User Inyerface makes you appreciate good web design by making you suffer the worst
It is often said that good design is invisible. In the context of user interface (UI) design, good design is not something that the average user looks at and says “wow, that’s a good design!” Rather, a well-designed user interface is so easy to interact with, read and navigate that the user doesn’t have to think about the interface at all – as if it’s not even there.
This is achieved by using universally understood design rules that are considered “best practice” and that provide visual cues toward function. For example, underlined text usually indicates a link, three dots or horizontal lines at the top indicate a menu, and a button of a certain colour, shape or size will indicate a specific state or perform a specific task.
Whether we’re watching videos, ordering food, or checking email, we are guided by these and countless other visual cues that have been established from years of work and analysis by interface designers. It’s a language we’ve unconsciously learned, and without it, we’d be forced to sit through a tutorial for every new interface.
So what happens when an interface throws good design practice out the window? Meet User Inyerface, a hilariously and intentionally difficult-to-use website created to show just how much we rely on our instincts and design conventions to interact with the modern web.
Developed by Antwerp-based design firm Bagaar, User Inyerface is a game that asks you to complete a series of forms as quickly as possible. However, the game takes your expectations and assumptions about interface elements and manipulates them to trip you up.
Even starting the game is an exercise in frustration. The only element that appears to be interactive on the starting screen is a big green button labelled “NO”. Clicking it does nothing. The line underneath it is filled with further clever misdirections. You will laugh in bitter frustration when you eventually find the true way to proceed – by clicking on the word “HERE”, which doesn’t trigger the hand pointer to appear when hovered over.

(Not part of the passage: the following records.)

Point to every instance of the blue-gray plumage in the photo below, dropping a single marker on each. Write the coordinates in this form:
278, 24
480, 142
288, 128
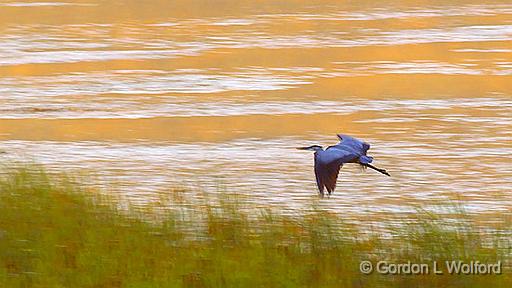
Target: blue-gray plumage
329, 161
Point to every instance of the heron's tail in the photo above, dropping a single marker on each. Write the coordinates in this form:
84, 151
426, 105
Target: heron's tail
365, 159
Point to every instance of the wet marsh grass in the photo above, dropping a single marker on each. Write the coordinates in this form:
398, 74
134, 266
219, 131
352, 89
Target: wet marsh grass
57, 232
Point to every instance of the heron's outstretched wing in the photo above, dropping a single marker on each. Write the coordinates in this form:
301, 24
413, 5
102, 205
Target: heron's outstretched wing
351, 143
327, 167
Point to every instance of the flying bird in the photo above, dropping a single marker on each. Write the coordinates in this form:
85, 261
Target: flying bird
329, 161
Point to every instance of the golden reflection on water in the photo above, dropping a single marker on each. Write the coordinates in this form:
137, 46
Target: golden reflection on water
222, 93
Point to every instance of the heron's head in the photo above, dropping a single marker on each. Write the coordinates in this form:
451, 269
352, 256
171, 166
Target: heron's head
312, 148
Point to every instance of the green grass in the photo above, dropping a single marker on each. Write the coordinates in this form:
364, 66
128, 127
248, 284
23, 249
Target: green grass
57, 232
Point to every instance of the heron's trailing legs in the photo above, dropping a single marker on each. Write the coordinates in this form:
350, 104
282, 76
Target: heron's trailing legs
383, 171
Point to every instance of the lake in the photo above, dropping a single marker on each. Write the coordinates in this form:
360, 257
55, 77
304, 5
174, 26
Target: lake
216, 95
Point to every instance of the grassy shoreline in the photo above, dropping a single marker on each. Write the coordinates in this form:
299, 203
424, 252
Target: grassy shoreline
57, 232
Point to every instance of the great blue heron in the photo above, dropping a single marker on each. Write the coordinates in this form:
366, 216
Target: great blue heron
329, 161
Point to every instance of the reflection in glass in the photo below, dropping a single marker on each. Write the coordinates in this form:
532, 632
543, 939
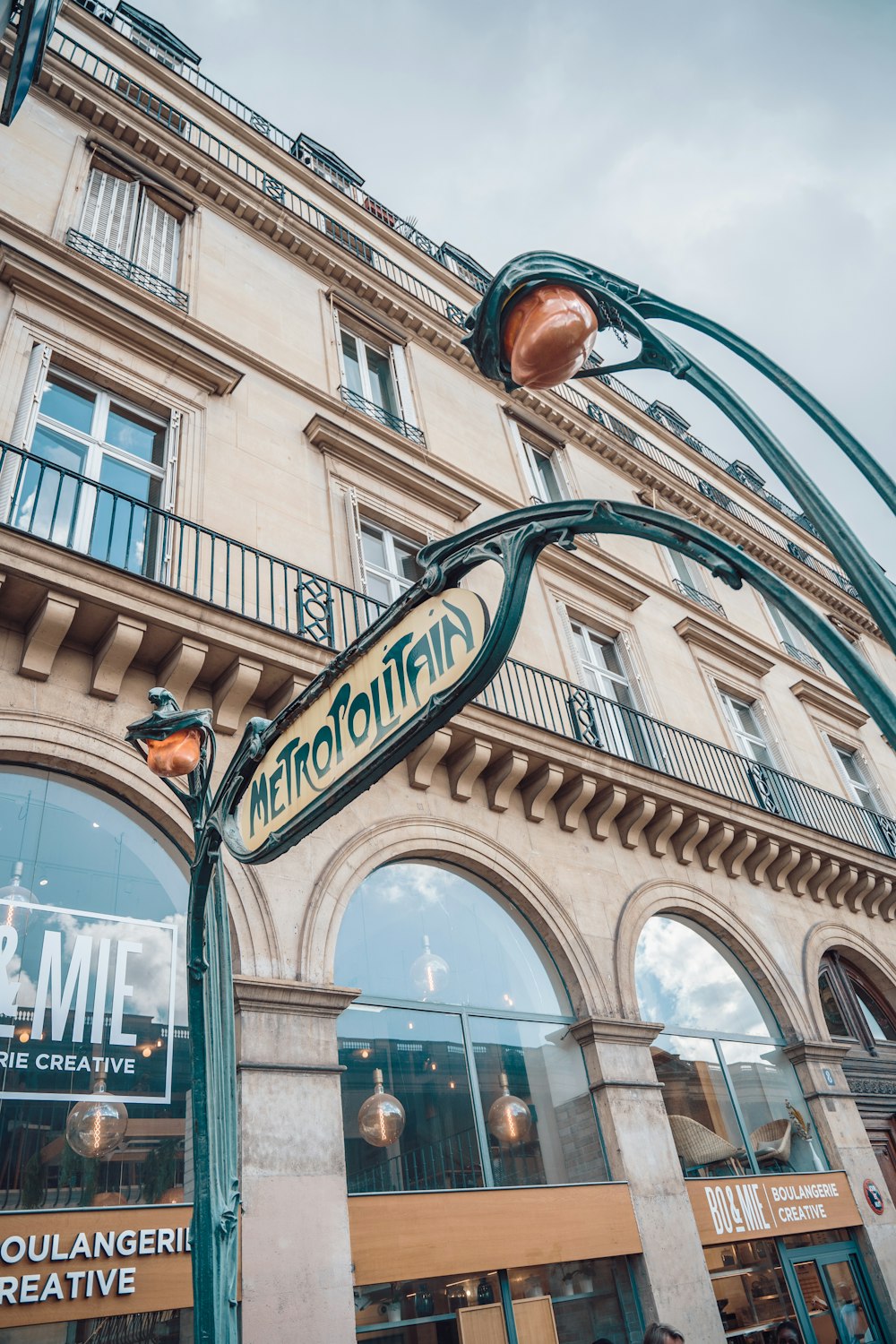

What follows is a gauntlet of almost impossible-to-resolve interactions that are as amusing as they are enraging. Among them are complicated password rules, form fields that don’t clear placeholder text, annoying pop-up windows and, to top it all off, an image identification CAPTCHA from hell. Even if you’re a regular internet user, chances are something here will trip you up. (Not even the Tab key will cooperate with these forms!) And to add to the pressure, User Inyerface also has a timer clocking how long it takes you to complete the game.
While there is surely nothing on the internet quite as horrifying as User Inyerface, it gives you an idea of the hard work that goes into making your online browsing and transactions as smooth as possible. When done well, the experience is seamless. But, as User Inyerface shows, bad design decisions can be more than just bumps in the road – they can cause you to descend into madness.